Law Commission’s Report – Leasehold on Home Ownership; buying your freehold or extending your lease

21 July, 2020
by: Cripps Pemberton Greenish

The Law Commission’s long awaited report setting out proposals for the root and branch reform of leasehold enfranchisement law has now been published together with two further reports which recommend reforms of the right to manage and the law of commonhold. Together they set out how future home ownership is set to change.

This summary highlights the principal proposals regarding the enfranchisement regime.

As envisaged by the consultation paper, it is intended that there will be no distinction between houses and flats for the purpose of exercising rights of enfranchisement. There will be a new uniform right to a lease extension for a term of 990 years at a peppercorn ground rent in respect of a “residential unit”. The two year ownership condition will be abolished. Leaseholders with very long leases (250 years is suggested) will have a new right to buy out the ground rent under their existing lease without having to extend its term and leaseholders with “onerous” ground rents will be able to extend the term of their leases without having to buy out their ground rents.

The new extended lease will be on the same terms as the existing lease with changes permitted only to address certain specified issues. In the case of both lease extensions and freehold acquisitions leaseholders will be able to claim rights which benefit their leasehold interests even if they have been granted by a third party independently of the lease, for example, a right of way. It will not be possible to agree lease extensions voluntarily on terms that are not consistent with the recommended new statutory regime.

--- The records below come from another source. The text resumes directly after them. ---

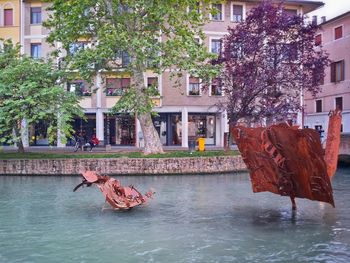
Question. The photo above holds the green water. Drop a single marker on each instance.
(191, 219)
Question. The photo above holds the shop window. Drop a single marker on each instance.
(314, 20)
(74, 48)
(176, 129)
(338, 32)
(290, 12)
(35, 50)
(216, 46)
(79, 88)
(237, 13)
(339, 103)
(318, 40)
(8, 17)
(195, 8)
(194, 86)
(35, 15)
(337, 71)
(217, 12)
(117, 86)
(318, 105)
(152, 82)
(216, 89)
(201, 126)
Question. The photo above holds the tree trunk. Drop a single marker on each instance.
(150, 134)
(18, 139)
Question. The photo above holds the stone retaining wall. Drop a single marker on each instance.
(123, 166)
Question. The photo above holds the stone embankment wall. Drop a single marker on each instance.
(123, 166)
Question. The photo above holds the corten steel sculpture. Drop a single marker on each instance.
(118, 196)
(333, 142)
(289, 161)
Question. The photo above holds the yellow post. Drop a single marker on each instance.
(201, 144)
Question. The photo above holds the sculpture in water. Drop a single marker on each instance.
(289, 161)
(118, 196)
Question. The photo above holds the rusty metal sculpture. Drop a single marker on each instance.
(333, 142)
(289, 161)
(118, 196)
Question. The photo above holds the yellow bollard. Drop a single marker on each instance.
(201, 144)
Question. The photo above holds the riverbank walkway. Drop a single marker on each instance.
(102, 149)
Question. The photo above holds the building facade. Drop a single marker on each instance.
(334, 36)
(184, 112)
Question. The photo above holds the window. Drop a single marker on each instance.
(79, 87)
(318, 40)
(124, 57)
(195, 8)
(215, 46)
(76, 47)
(202, 125)
(35, 50)
(339, 103)
(216, 89)
(218, 12)
(337, 71)
(117, 86)
(152, 82)
(35, 15)
(237, 13)
(318, 105)
(8, 17)
(194, 86)
(289, 52)
(338, 32)
(291, 12)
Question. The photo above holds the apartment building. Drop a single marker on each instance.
(184, 112)
(334, 36)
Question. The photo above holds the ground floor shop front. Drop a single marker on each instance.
(176, 126)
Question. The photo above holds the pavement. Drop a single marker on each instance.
(102, 149)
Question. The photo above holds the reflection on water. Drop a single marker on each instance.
(202, 218)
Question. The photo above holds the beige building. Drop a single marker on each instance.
(334, 36)
(185, 112)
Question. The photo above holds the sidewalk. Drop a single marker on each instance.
(102, 149)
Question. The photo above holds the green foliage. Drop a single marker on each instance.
(172, 154)
(30, 90)
(158, 35)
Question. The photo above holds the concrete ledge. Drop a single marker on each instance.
(124, 166)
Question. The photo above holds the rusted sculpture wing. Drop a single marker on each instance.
(118, 196)
(333, 142)
(286, 161)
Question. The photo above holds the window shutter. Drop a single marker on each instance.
(125, 82)
(8, 17)
(333, 72)
(318, 40)
(338, 32)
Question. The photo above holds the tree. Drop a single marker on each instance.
(157, 35)
(29, 91)
(269, 61)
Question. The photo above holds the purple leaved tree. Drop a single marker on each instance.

A reformed right of collective freehold acquisition will enable claims to be made (through a corporate nominee purchaser with limited liability) in respect of multiple as well as single buildings together with more extensive rights to acquire additional land. It is proposed that leaseholders should be able to require freeholders to take leasebacks of units within the premises which are let to non participants. A freehold claim can be resisted if there has been a similar claim within the previous two years.

Controversially, the amount of permitted non-residential use in a building eligible for a collective freehold acquisition is to be increased from 25% to 50%. This limit is also proposed for multi-unit individual freehold acquisitions. It will no longer be a bar to a claim if the subject premises under or overhang other premises within the ownership of the freeholder.

In future enfranchisement disputes will be dealt with by the Tribunal in their entirety. Depending upon which of the valuation options the government choses to implement, it may no longer be possible for freeholders to recover their non-litigation costs from leaseholders and each party will be responsible for their own litigation costs save in very limited circumstances.

Proposals aired in the consultation paper but not pursued in the report include the right of a non-participant in a collective freehold acquisition to be given the right to purchase a share of the freehold interest at a later date and the right to made estate enfranchisement claims.

The effect of these recommendations, if implemented by the Government as anticipated, will amount to a complete overhaul of the leasehold system and mark a radical shift in the way enfranchisement claims are conducted.  However, balancing the rights and obligations of landlords and tenants whilst introducing a much welcome simplicity to the law means the legislative road ahead looks set to be tortuous. How the law will shape up in consequence remains to be seen.